Initial Solvent-Driven Nonequilibrium Effect on Structure, Properties, and Dynamics of Polymer Nanocomposites

Unusual structures and dynamic properties found in polymer nanocomposites (PNCs) are often attributed to immobilized (adsorbed) polymers at nanoparticle-polymer interfaces, which are responsible for reducing the intrinsic incompatibility between nanoparticles and polymers in PNCs. Although tremendous effort has been made to characterize the presence of immobilized polymers, a systematic understanding of the structure and dynamics under different processing conditions is still lacking.

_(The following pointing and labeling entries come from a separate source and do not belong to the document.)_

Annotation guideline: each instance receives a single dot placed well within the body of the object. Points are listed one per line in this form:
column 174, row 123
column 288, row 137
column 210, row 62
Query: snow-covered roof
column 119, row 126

Here, we report that the initial dispersing solvent, which is not present after producing PNCs, drives these nonequilibrium effects on polymer chain dynamics at interfaces. Employing extensive small-angle scattering, proton NMR spectroscopy, and rheometry experiments, we found that the thickness of the immobilized layer can be dependent on the initial solvent, changing the structure and the properties of the PNC significantly. In addition, we show that the outcome of the initial solvent effect becomes more effective at particle volume fractions where the immobile layers begin to interact.

Figure 1

The structure factors $S(qD)$ of silica nanoparticles in PNCs are plotted with $qD$ where $D$ is particle diameter, for PEG MWs of (a) $0.4\mathrm{kg}/\mathrm{mol}$ and (b) $20\mathrm{kg}/\mathrm{mol}$. The solid curves and open symbols represent EtOH-- and water-started PNCs, respectively.

Figure 2

(a) Normalized FID, magic-sandwich echo (MSE), MAPE-, and DQ-filtered intensities of EtOH-PEG0.4k-0.5 and water-PEG0.4k-0.5. The black dashed dot lines are MSE-filtered FID. (b) The calculated strongly immobilized polymer fractions as a function of ${\varphi }_c$ in ethanol- and water-started PNCs with closed and open symbols, respectively. (Inset) Calculated layer thickness $\delta$. (c) nDQ curve. (d) Schematic illustrations of the nanoparticle surface in PNCs. Red and green chains are adsorbed and bulk polymers distinguished by the yellow dashed line.

Figure 3

Storage and loss modulus, $G^{\prime }$ and $G^{\prime \prime }$, of PNCs as a function of complex shear strain $\gamma$ at 1 Hz, for PEG $0.4\mathrm{kg}/\mathrm{mol}$, (a) EtOH- and (b) water-started PNCs. The results of PEG $0.4\text{k}$ PNCs at ${\varphi }_c$ lower than 0.3 are given in Fig. S10. For PEG $20\mathrm{kg}/\mathrm{mol}$, (c) EtOH- and (d) water-started PNCs. The complex shear modulus $G^{*}$ of PNCs are compared for different initial solvents with (e) PEG $0.4\mathrm{kg}/\mathrm{mol}$ at $\gamma =0.6\%$ and (f) PEG $20\mathrm{kg}/\mathrm{mol}$ at $\gamma =0.1\%$. The normalized layer-to-layer distances with $R_g$ are drawn with ${\varphi }_c$ assuming random close packing, based on the EtOH-started samples. A complementary frequency sweep experiment is provided in Fig. S9.

Figure 4

Schematic illustration of nanoparticle dispersions in (a) EtOH-started (thick layer) and (b) water-started (thin layer) PNCs at low and high ${\varphi }_c$. The strongly immobilized polymers are colored in solid red and blue for low and high MW, respectively, and the faded blue is used to represent loops and tails of the immobilized layers.